Deriving the Lasso Regression Equations

Using the matrix-vector expression for Lasso regression, we have the following cost function

$$ C(\boldsymbol{X},\boldsymbol{\beta})=\frac{1}{n}\left\{(\boldsymbol{y}-\boldsymbol{X}\boldsymbol{\beta})^T(\boldsymbol{y}-\boldsymbol{X}\boldsymbol{\beta})\right\}+\lambda\vert\vert\boldsymbol{\beta}\vert\vert_1, $$

Taking the derivative with respect to \( \boldsymbol{\beta} \) and recalling that the derivative of the absolute value is (we drop the boldfaced vector symbol for simplicity)

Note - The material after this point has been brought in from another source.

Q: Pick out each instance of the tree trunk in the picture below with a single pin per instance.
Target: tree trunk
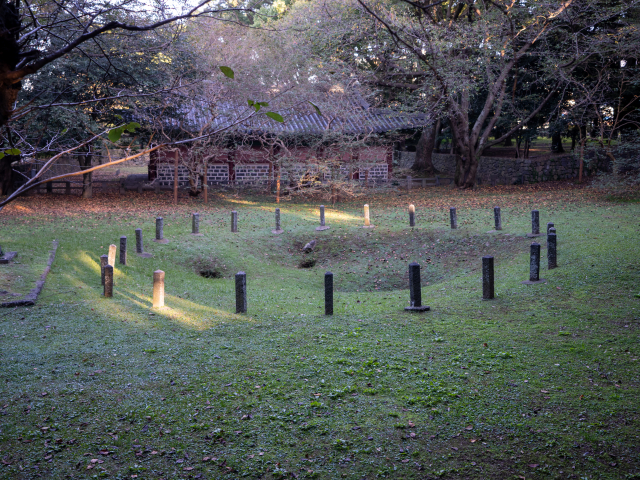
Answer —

$$ \frac{d \vert \beta\vert}{d \beta}=\mathrm{sgn}(\beta)=\left\{\begin{array}{cc} 1 & \beta > 0 \\-1 & \beta < 0, \end{array}\right. $$

we have that the derivative of the cost function is

$$ \frac{\partial C(\boldsymbol{X},\boldsymbol{\beta})}{\partial \boldsymbol{\beta}}=-\frac{2}{n}\boldsymbol{X}^T(\boldsymbol{y}-\boldsymbol{X}\boldsymbol{\beta})+\lambda sgn(\boldsymbol{\beta})=0, $$

and reordering we have

$$ \boldsymbol{X}^T\boldsymbol{X}\boldsymbol{\beta}+\lambda sgn(\boldsymbol{\beta})=\boldsymbol{X}^T\boldsymbol{y}. $$

This equation does not lead to a nice analytical equation as in Ridge regression or ordinary least squares. We have absorbed the factor \( 2/n \) in a redefinition of the parameter \( \lambda \). We will solve this type of problems using libraries like scikit-learn.